LD:  No it’s not!  Because they know we don’t want to fuck ‘em.  All of them – Mo’Nique, Mariah, Paula – they resort to what they
know how to use.  They go, “But Mr. Daniels…” and they’ve got the ta tas out and I go, “Bitch, put ‘em back, use it for another
director.”  And they forget sometimes for just a second and they go, “Oh yeah, we dealin’ with him.  Let’s dig deep instead.”

WCT:  I read that you’re interested in doing a feature that focuses on men on the down low.  Is that or any other gay themed movie
in the pipeline?  Because I want you to do a big gay movie.
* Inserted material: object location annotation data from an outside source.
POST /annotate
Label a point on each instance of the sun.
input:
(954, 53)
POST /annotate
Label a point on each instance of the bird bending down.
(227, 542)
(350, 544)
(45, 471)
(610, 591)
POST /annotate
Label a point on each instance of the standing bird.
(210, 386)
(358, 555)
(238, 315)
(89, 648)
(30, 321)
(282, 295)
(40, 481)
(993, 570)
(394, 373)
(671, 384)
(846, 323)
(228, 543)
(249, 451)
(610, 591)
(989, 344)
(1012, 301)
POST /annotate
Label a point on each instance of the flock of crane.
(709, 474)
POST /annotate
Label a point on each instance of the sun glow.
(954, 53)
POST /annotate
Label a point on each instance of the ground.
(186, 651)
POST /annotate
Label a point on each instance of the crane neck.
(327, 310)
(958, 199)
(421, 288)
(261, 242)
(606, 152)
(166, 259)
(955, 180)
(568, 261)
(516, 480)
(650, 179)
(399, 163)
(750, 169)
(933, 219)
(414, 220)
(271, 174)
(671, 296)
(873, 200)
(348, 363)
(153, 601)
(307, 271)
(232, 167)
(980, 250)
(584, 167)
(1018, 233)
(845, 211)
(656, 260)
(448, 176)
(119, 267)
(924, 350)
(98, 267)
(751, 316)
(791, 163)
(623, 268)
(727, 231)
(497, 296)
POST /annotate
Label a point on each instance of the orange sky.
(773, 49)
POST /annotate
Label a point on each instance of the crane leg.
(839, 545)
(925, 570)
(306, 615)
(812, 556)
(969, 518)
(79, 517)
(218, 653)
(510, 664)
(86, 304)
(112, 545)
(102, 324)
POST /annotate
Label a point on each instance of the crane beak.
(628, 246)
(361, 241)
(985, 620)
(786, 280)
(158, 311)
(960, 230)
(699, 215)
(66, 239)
LD:  Me too.  You know I was going to do
Brokeback Mountain.  That was the most devastating thing.  It’s a very sore subject and I
really want to delve deep into the down low in a way that is my version of
American Beauty where we really understand it and it’s affect
on the community and on African American women.  Because when I went to do research for Precious at the Gay Men’s Health Crisis
in Chelsea (in Manhattan) and Marjorie the fabulous black woman.  Honey, she gave me some information that was staggering.  The
people that were in there were not gay men.  Primarily they were African American women.  And that shit was deep.  I mean, what
the fuck?  Gay men – we have our shit together for the most part.  But women who are in love with these FedEx workers and these
UPS men they got their legs spread wider than Baryshnikov, you know?  And they’re infecting our women and it’s very disturbing to
me because they’re afraid to be out in the church and lose their jobs and lose their friends and be disconnected from the family.  It’s
very hard being out, man.  Ain’t no fuckin’ joke.  Everybody thinks it’s so easy to be out.  It is not easy being out.  I’d fuckin’ have
an office on Sunset Boulevard right now (laughs) if I were on the DL.  Life is easier.

WCT:  That reminds me that several gay directors have gone on the record saying that it might be prudent for leading man types to
stay closeted at this time.  How do you feel about that Lee?

LD:  I feel horrible.  I feel horrible.  I have to say that I in the beginning was like that.  “Oh, he’s gay.  He shows.”  Now what does
that say?  I think that’s self-hatred.  In the beginning of my career I was a perpetuator of that whole thing.  I know guys now who
are decision makers that do that, “Oh, he’s gay we can’t hire him.”  Well fuck that.  You know what?  In any seed are the mavericks
of the world like my very good friend Rupert Everett.  Could things have gone differently for him had he not at the height of his
career exposed himself?  We’re more open, society is, to women that do it but I think that this is too much.  But I don’t think it’s
going to be for long, though.  I’m not just being optimistic.  I really don’t believe that race or sexual gender will be I pray in my
lifetime but I know very soon will not be as much of an issue.

WCT:  There’s a lot to tackle.

LD:  So much I want to do.  It’s all hitting me at once but I have to stay focused and pray that two people see
Precious so I’m doing
the dog and pony show first before I really commit wholeheartedly to the next thing.  I think gay men and women will so identify with
the characters and the truth in this because they’re especially Precious.